By Sönke Möhl and Bernhard Sprengel, dpa l Tuesday, 20 December 2022
BERLIN – A 97-year-old former secretary at a Nazi concentration camp has been given two year suspended sentence after she was found guilty of more than 10,500 cases of complicity to murder.
Identified only as Irmgard F under German privacy rules, she maintained her silence through much of the trial, only saying towards the end: “I’m sorry for everything that happened. I regret that I was in Stutthof at the time. I can’t say anything else.”
She worked as a civilian employee in the commandant’s office of Stutthof near what was then the free city of Danzig, now Gdańsk, from June 1943 to April 1945, and therefore was found culpable for having assisted those in charge of the concentration camp in the systematic killing of inmates.
Because she was only 18 to 19 years old at the time of the crimes, the trial was before a juvenile court in Itzehoe, a small town north of Hamburg.
During the Holocaust, the German Nazi regime systematically murdered about 6 million Jews in Europe between 1941 and 1945 – a genocide that amounted to about two-thirds of Europe’s Jewish population.
The court’s suspended sentence was in line with what the prosecution had requested.
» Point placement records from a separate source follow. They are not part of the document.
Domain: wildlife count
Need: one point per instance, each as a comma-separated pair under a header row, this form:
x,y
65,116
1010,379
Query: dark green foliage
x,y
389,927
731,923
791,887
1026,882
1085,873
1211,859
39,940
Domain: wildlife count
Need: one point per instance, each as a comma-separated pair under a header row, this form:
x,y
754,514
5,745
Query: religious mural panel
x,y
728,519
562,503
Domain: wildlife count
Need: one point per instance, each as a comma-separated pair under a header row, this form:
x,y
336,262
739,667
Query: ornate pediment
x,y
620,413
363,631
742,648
There were 15 legal representatives of the 31 joint plaintiffs who had joined the prosecution’s suit, and they largely agreed with the state’s sentencing request. The defence had demanded acquittal.
“The defendant, who is her 98th year, has received her guilty verdict for aiding and abetting several thousand murders. State criminal law cannot do more in terms of the substance of the case,” explained lawyer Hans-Jürgen Förster, who represented four Stutthof survivors as joint plaintiffs.
The trial began on September 30, 2021. During the 40 days of the hearing, the court heard eight of the 31 joint plaintiffs as witnesses. The survivors of the camp reported on the suffering and mass deaths in Stutthof.
The accused was pushed into the courtroom in a wheelchair.
The most important witness, however, was Stefan Hördler, an expert on the Nazi Germany’s armed forces and its bureaucracy. He presented a report to the court over the course of 14 sessions. The defence had filed a motion for bias against him, which the court rejected.
Two judges in the case even visited the former Stutthof camp. During their visit, the judges wanted to clarify which areas of the camp the accused could see from her workplace at the time, among other questions.
Central to the trial was the issue of how much she could perceive of the crimes committed. The defendant initially did not want to face the proceedings. On the first day of the trial, she disappeared early in the morning from her retirement home in the town of Quickborn.
Hours later, the police picked her up on a street in Hamburg. The court issued an arrest warrant. The then 96-year-old spent five days in custody.